There is no clear evidence on which type of DES should be used to treat ISR of a DES. Some experts argue that using a different type of DES helps to overcome drug resistance, but no strong data support this practice. A recently published network meta-analysis addressed the question of which strategy is preferred for the treatment of ISR, with the primary outcome defined as the percent diameter stenosis at angiographic follow-up[73]. This analysis suggested that PCI with second-generation DES (EES) was the most effective treatment, whereas percutaneous coronary intervention with DEB was ranked as the second most effective treatment but without significant differences from first-generation DES. Two additional similar design meta-analyses have reported similar findings suggesting second generation DES as treatment of choice for BMS and DES-ISR[74,75]. As a result, the 2009 update of the American College of Cardiology/American Heart Association/Society for Cardiovascular Angiography and Interventions guideline update for PCI and the 2005 European Society of Cardiology Task Force recommend DES for ISR whether the initial stent was BMS or DES[76-78].
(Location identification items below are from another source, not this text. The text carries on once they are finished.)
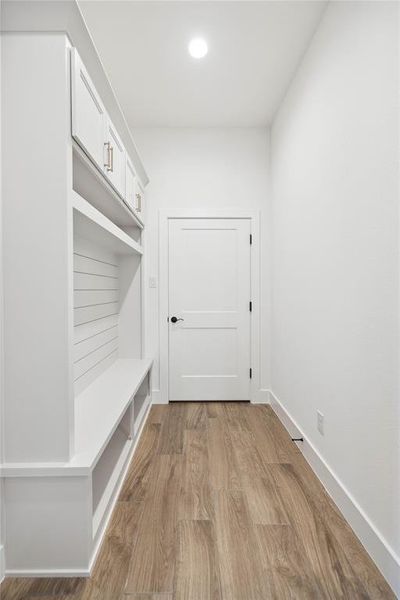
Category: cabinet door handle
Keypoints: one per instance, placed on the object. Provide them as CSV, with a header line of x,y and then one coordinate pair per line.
x,y
111,159
107,146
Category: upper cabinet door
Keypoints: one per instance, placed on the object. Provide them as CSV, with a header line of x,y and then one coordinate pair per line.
x,y
88,114
114,158
130,185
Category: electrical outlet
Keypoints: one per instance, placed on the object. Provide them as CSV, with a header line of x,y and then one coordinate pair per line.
x,y
320,422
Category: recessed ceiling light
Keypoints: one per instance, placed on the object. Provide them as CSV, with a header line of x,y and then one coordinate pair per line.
x,y
198,48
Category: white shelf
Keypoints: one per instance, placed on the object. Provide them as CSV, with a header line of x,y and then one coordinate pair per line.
x,y
100,407
91,224
92,184
107,474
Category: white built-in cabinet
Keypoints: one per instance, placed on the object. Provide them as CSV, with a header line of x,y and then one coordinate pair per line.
x,y
94,131
77,382
115,158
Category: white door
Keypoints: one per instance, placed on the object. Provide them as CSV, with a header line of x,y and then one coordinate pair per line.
x,y
209,292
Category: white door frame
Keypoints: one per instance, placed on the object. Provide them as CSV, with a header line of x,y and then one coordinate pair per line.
x,y
204,213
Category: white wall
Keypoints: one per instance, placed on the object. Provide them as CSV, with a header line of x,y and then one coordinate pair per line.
x,y
334,161
215,168
2,528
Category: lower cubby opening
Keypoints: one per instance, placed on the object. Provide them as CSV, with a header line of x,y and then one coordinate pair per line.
x,y
109,469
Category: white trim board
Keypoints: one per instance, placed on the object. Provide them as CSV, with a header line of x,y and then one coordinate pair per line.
x,y
374,543
2,563
209,213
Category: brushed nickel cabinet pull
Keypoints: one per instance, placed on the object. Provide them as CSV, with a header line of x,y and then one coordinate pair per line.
x,y
111,159
107,146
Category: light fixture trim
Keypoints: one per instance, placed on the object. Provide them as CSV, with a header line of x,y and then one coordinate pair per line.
x,y
198,48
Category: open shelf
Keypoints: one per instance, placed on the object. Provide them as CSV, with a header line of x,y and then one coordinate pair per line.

A recently published pooled analysis of the RIBS V and RIBS IV compared the efficacy of EES in patients with BMS-ISR and DES-ISR[79-82]. The study detected clinical and morphological differences of ISR in BMS vs DES, including for the later more focal ISR pattern and delayed onset of presentation. Nevertheless, the outcome of the patients with DES restenosis was less favorable with regard to the angiographic indices, including lumen diameter post procedure and at follow-up. DES-ISR group treated with EES had both increased mortality and need for target vessel revascularization as compared with BMS-ISR group at one year follow up. The authors conclude that EES provides favorable outcomes in patients with ISR and that the results of EES are less satisfactory in patients with DES-ISR than in those with BMS-ISR.

CONCLUSION

In-stent restenosis remains a prevailing clinical problem. The substrate of ISR includes a pathological spectrum ranging from smooth muscle cell proliferation to neoatherosclerosis. Optimal stent deployment, utilization of imaging-guided implantation by IVUS or OCT, adequate coverage of the lesion, verifying stent expansion and apposition to the vessel wall and minimal use of BMS are considered the main strategies to decrease ISR. Based on the currently available literature, the use of BMS should be minimal in clinical practice and replaced with second generation DES. For patients presenting with first ISR, vascular brachytherapy should be considered in patients with focal ISR, or high bleeding risk or requiring DAPT interruption. 2nd generation DES should be a second line therapy to avoid adding an extra layer of metal to treat DES. For patients presenting with recurrent ISR, second generation DES have better long-term outcomes specially if combined with DEB. DEB should be used as first line therapy for bifurcation restenosis to prevent excess metal at the carina.